Some mooted products talk about sanction screening: avoiding companies which are connected to arms or nuclear power, or those linked to the Revolutionary Guard, or those who remain on the sanctions list. But that’s not straightforward either. 

The Iranian state, the army and the Revolutionary Guard are enormously influential institutions on a commercial as much as a social level: they have their own investment companies, and some of Iran’s largest companies and investment vehicles have current or former generals in the background of their ownership structures. 

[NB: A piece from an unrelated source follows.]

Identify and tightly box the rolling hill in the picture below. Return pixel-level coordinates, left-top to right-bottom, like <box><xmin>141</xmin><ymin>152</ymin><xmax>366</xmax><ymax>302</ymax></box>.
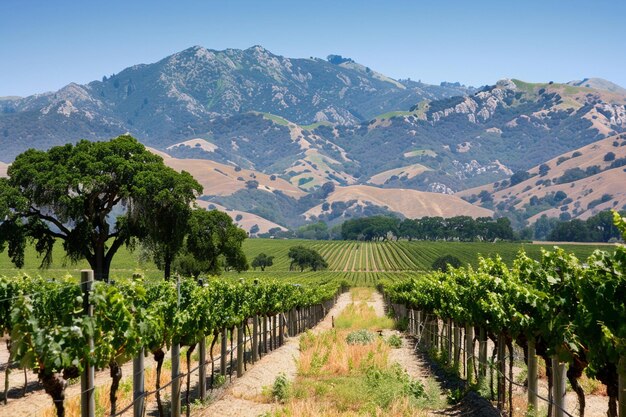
<box><xmin>0</xmin><ymin>45</ymin><xmax>473</xmax><ymax>162</ymax></box>
<box><xmin>458</xmin><ymin>134</ymin><xmax>626</xmax><ymax>223</ymax></box>
<box><xmin>0</xmin><ymin>46</ymin><xmax>626</xmax><ymax>231</ymax></box>
<box><xmin>305</xmin><ymin>185</ymin><xmax>493</xmax><ymax>219</ymax></box>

“Commercial entities of the military force known as Islamic Revolutionary Guard Corp are major actors [in the economy], with interests in a number of sectors such as construction, telecommunications and finance,” says Bank of America Merrill Lynch in a benchmark July 15 report. ‘The Iran Nexus’ is a 117-page study representative of how seriously bulge-bracket banks are taking research on the country’s opening. 

On the cusp

Still, this bit is unarguable. “Iran represents the biggest long-term investment opportunity in the global frontier universe by virtue of being the world’s largest untapped frontier market at the cusp of opening up,” says Ali. 

Further reading


Iran's pivotal moment

Unlike most frontier markets, Iran already has a well-functioning stock exchange: its market cap is over $100 billion and it trades $100 million a day. Today, it trades at 5.7 times forward earnings and offers a double-digit dividend yield. “We expect the Tehran Stock Exchange to become one of the world’s best-performing equity markets in 2016 and beyond.”

If Mandalay has been quick to pull the trigger, plenty of others are primed. At Charlemagne Capital, director Varda Lotan tells Euromoney its planned Iran fund is “a work in progress, as we are ensuring the fund will be compliant with all relevant EU sanctions.”

Once it’s clear that it’s not only legal but sustainable to go in, a lot of money is likely to enter the country. 

“We expect $1 billion of inflows to equities within a year of sanctions ending,” says Charles Robertson, chief economist at Renaissance Capital. “With roughly $100 million daily turnover and no Iranian restrictions on foreign investment, we think portfolio flows could be significant as early as 2015. 

"Others will buy into companies such as MTN or various Turkish stocks that have operational exposure.”